E. Que pensez-vous du rôle de la politique publique dans la réalisation de films canadiens? Partout dans le monde, la politique publique est très importante. Cependant il se trouve que nous vivons près d’un pays où, comme vous le savez, il existe plus d’un modèle d’entreprenariat. Il est très difficile de vivre à côté d’un éléphant. Mais le Canada a été très proactif ces 30-40 dernières années en essayant de développer une politique publique qui veille à ce qu’il y ait une entreprise du film. Parlez de cette connexion entre la politique publique et la production de films.
G. Le modèle d’entreprise de base pour les industries de l’écran partout – cela n’est pas uniquement un problème canadien—le modèle d’entreprise est que vous devez retourner votre investissement dans votre marché intérieur. Alors, chaque fois que vous vendez à l’étranger, il y a du profit. Les spectacles de l’écran se vendent à un grand rabais à l’étranger. Les films américains se vendent à un grand rabais au Canada; les films canadiens se vendent à un grand rabais là où nous les vendons. C’est ça le modèle d’entreprise. Nous ne fabriquons pas des voitures. Le coût de fabrication est entièrement dans la création du droit d’auteur, la création du produit œuvré. La reproduction est un coût négligeable. Ainsi vous rattrapez le coût dans votre marché intérieur et ensuite vous l’exportez. C’est ça que font les États-Unis et que fait l’Inde.

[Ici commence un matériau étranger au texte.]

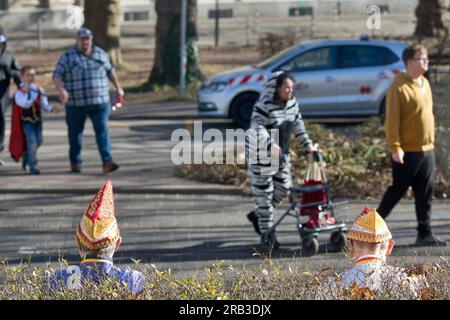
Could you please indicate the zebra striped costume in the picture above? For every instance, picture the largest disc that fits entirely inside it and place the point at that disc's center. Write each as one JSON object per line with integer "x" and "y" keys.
{"x": 273, "y": 123}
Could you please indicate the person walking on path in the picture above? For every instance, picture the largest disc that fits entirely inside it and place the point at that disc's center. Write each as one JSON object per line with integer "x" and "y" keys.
{"x": 410, "y": 129}
{"x": 81, "y": 79}
{"x": 26, "y": 120}
{"x": 9, "y": 69}
{"x": 275, "y": 117}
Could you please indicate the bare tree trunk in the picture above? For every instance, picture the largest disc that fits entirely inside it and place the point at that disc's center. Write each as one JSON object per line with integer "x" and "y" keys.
{"x": 429, "y": 18}
{"x": 166, "y": 66}
{"x": 103, "y": 18}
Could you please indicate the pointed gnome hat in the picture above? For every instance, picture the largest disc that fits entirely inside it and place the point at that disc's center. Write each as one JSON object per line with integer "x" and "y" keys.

Les pays qui ne peuvent pas récupérer leurs investissements dans leur marché intérieur soit décident de ne pas avoir d’industries audiovisuelles soit décident d’investir en celles-ci ; c’est dans l’intérêt national d’avoir ces secteurs Et les gouvernements investissent. D’une façon ou d’une autre, que ce soit sous forme d’investissement public, ou sous forme de politique publique qui crée de l’investissement ou dans des capitales flamboyantes comme Hollywood et Bollywood et la Chine…Ceux-là sont les trois pays qui ont des secteurs audiovisuels de marchés authentiquement libres. Tous les autres pays ont une politique publique établie.

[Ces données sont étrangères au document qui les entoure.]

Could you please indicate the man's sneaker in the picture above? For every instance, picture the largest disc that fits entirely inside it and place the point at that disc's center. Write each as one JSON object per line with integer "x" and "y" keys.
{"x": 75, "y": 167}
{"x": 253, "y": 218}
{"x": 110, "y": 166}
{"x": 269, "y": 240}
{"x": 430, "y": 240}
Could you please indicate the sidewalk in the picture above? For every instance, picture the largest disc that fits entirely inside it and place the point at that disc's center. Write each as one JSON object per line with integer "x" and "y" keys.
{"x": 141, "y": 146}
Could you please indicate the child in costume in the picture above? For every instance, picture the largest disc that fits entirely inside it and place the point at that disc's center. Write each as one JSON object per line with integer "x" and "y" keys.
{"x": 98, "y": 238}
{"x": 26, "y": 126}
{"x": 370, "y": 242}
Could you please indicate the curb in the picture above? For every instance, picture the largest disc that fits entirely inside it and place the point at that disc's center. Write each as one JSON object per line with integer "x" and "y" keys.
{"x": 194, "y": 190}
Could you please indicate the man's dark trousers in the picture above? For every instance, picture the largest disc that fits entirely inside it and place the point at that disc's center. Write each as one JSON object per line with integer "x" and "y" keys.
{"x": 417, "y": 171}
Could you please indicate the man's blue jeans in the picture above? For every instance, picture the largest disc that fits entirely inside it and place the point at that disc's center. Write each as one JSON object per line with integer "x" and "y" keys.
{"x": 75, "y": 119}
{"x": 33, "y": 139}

Le Canada a emprunté la plupart de son approche de la politique publique en étudiant le Royaume Uni et la France. Nous avons eu de nombreux politiciens visionnaires comme Pierre Juneau qui vient de mourir. Alors c’est ça que nous avons bâti. Et j’aime toujours dire que les gens qui travaillent dans notre secteur en déniant la valeur de la politique publique sont comme ceux qui cultivent des betteraves et qui ont quelques arpents de terre à la base de la digue Hoover. De temps en temps ils lèvent les yeux et disent «Je me demande ce qu’il y a derrière ça».